The US is not a top uranium producer, however. Kazakhstan, Canada and Australia accounted for more than two-thirds of the 62,366 st produced worldwide in 2016. US output fell to 1,125 st from 1,256 st in 2015.
Moore said his company controls three of the key uranium producing centers in the US: the White Mesa Mill in Utah, Nichols Ranch processing facility in Wyoming, and the Alta Mesa project in Texas. White Mesa is the only conventional uranium mill operating in the US, he said.

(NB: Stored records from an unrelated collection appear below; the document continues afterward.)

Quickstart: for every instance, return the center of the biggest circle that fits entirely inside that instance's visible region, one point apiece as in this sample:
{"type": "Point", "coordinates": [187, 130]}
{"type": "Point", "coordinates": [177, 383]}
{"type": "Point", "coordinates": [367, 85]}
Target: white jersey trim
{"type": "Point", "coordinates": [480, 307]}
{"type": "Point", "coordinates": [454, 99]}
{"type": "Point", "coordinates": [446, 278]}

"We could get production up to 2 million to 2 1/2 million tons a year in six to 12 months," he said, if prices were sufficiently supportive at $40-$50/lb. Energy Fuels' costs to produce that much uranium would be around $30/lb, he said.
"Today's uranium price of about $20/lb is simply unsustainable."
Energy Fuels believes demand for uranium will increase in the years ahead as nuclear power plays an important role in the country's clean energy strategy.
But prices are suppressed at present and only a handful of uranium miners are operating in the US because the market is oversupplied, he said. Much of the uranium used by US utilities is imported.
While Energy Fuels considers itself primarily a uranium miner, it may start producing more copper as well.
According to Moore, his company has discovered "an extremely high-grade copper resource" at its Canyon mine in northern Arizona. Energy Fuels estimates the mine's reserves include about 2.4 million lb of recoverable uranium and 12 million lb of copper.